Lawmakers at the breakfast said O'Malley -- who has largely avoided reporters in recent days -- spoke forcefully about his desire to call a special session, which his press secretary later confirmed. "He feels we need to move forward quickly and get this behind us," O'Malley spokesman Rick Abbruzzese said.

Although most components of O'Malley's plan have been publicly floated or leaked to the media in recent weeks, several new details came to light yesterday.

O'Malley told lawmakers that he would like to raise the corporate income tax from 7 percent to 8 percent. Half the additional revenue, lawmakers said, would go toward higher education, and the other half would be steered to the transportation trust fund.

That fund is separate from the state's $15 billion general fund, in which there is a projected shortfall of about $1.7 billion for fiscal 2009, which starts in July. But the transportation fund faces problems of its own.

Transportation Secretary John D. Porcari told a separate gathering of lawmakers yesterday that revenue flowing into the fund, including the gas tax, has not kept pace with Maryland's growing transportation needs. That is in large part, Porcari said, because the revenue is not pegged to inflation. The gas tax, the largest source of transportation revenue, was last raised in 1992.

O'Malley said this year that he would consider support for a significant increase in the gas tax, which is now 23.5 cents a gallon. Some lawmakers have suggested increases as large as 12 cents.

O'Malley told lawmakers yesterday that the state should not impose a large, one-time increase but that it should start adjusting the tax for inflation -- a move that could result in annual increases at the pump of 0.7 cents to 0.8 cents a gallon each year, Porcari said.

"We simply have to have indexing," Porcari told lawmakers, describing the move as necessary "just to keep running in place."

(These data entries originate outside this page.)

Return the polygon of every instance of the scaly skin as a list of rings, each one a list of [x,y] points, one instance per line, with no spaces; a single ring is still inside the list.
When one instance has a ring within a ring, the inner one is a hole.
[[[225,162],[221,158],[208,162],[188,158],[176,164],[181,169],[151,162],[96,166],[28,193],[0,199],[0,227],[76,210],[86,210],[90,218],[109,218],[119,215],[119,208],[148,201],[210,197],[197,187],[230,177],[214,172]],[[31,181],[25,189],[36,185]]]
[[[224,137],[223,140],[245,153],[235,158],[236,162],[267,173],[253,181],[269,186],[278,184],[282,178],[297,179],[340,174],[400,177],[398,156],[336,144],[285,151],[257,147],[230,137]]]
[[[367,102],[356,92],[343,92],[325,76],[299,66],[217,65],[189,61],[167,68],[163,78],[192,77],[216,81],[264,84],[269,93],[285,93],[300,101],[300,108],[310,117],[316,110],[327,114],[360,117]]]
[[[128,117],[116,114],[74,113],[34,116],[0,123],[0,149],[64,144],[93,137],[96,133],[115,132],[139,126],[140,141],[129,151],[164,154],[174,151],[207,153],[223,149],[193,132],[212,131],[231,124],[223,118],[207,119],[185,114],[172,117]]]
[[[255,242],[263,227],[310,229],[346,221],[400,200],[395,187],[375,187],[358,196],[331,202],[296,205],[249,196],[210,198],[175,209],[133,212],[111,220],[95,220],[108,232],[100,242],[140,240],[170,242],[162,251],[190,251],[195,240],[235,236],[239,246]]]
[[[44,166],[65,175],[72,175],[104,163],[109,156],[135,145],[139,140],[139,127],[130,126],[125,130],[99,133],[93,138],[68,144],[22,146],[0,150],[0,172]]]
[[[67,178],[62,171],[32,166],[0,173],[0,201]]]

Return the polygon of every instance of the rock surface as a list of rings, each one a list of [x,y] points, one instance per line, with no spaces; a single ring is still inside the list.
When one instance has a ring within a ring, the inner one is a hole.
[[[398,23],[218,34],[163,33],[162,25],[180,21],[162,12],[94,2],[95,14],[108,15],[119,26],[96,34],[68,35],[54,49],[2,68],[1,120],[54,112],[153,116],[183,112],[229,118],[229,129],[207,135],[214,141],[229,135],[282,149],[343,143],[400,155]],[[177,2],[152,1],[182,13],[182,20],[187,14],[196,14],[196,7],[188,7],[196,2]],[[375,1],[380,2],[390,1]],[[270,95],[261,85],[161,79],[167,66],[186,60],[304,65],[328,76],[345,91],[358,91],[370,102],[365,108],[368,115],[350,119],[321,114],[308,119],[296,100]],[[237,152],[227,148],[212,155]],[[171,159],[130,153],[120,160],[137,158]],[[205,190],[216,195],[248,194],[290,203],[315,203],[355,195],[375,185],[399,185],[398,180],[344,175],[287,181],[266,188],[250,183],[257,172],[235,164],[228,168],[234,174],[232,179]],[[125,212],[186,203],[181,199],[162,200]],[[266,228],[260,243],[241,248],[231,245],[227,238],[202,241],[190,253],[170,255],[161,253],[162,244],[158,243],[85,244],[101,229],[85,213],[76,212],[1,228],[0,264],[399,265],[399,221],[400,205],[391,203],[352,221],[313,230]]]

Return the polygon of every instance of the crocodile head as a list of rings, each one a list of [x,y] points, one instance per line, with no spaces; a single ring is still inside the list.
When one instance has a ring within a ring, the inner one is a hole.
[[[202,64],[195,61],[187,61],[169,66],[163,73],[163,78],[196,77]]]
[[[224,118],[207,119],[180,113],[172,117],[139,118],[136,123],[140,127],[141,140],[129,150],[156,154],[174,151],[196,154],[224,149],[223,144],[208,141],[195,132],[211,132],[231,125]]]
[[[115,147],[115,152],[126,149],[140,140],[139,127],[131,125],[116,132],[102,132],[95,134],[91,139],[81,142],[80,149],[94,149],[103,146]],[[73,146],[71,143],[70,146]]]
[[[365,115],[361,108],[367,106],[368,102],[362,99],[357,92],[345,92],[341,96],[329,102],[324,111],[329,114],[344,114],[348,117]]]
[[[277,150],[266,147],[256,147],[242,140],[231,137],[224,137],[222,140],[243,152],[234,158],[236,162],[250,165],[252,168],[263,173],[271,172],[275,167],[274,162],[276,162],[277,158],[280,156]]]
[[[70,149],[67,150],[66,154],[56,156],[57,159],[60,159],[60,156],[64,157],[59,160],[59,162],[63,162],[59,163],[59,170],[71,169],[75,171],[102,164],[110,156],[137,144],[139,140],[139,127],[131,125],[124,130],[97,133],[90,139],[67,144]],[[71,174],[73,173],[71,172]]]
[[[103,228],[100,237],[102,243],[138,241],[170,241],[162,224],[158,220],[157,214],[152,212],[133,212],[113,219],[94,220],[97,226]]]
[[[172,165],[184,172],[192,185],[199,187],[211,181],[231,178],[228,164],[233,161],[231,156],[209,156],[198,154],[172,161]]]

O'Malley also indicated that he is interested in raising the titling tax on vehicles from 5 percent to 6 percent of purchase price. That tax, which also flows into the transportation fund, was last raised in 1978.

Aides suggested that of the two levies, the titling tax would be less politically damaging to raise than the gas tax. Recent polls have shown widespread opposition to a gas tax increase, particularly with continued high prices at the pump.

They said O'Malley has scheduled a series of events in coming days to flesh out various components of his plan for the public, starting this morning.

His plan to raise revenue from the legalization of slot-machine gambling remains one of the least detailed. Aides said O'Malley is crafting a plan that seeks to split the difference between bills that previously passed the Senate and one that cleared the House in 2005 by the minimum number of votes.

Busch has said repeatedly that a slots bill remains a hard sell in his chamber. "The governor's going to have to work with the speaker to get it passed," said Miller, a leading slots proponent.

There appears to be broader buy-in on other elements of O'Malley's plan, including: raising the sales tax from 5 percent to 6 percent; raising the cigarette tax from $1 a pack to $2; and rolling back state property taxes, which are now 11.2 cents per $100 in assessed value.

Miller said that he and Busch also agree that O'Malley should seek additional cuts in state aid to local governments. Education and other aid to localities now makes up about 40 percent of the state's general fund budget. O'Malley, the former mayor of Baltimore, has pledged to protect the interests of counties and municipalities.

"The governor's been very gentle in terms of the counties," Miller said. "Too gentle."

Yesterday's meeting at the mansion did not include any Republicans, who hold a small minority of seats in both chambers. Senate Minority Leader David R. Brinkley (R-Frederick) said he remains convinced that the budget can be balanced without raising taxes and that a special session is not needed.

"The purpose of the breakfast was to get everyone singing off the same song sheet," Brinkley said. "I'm not sure that happened."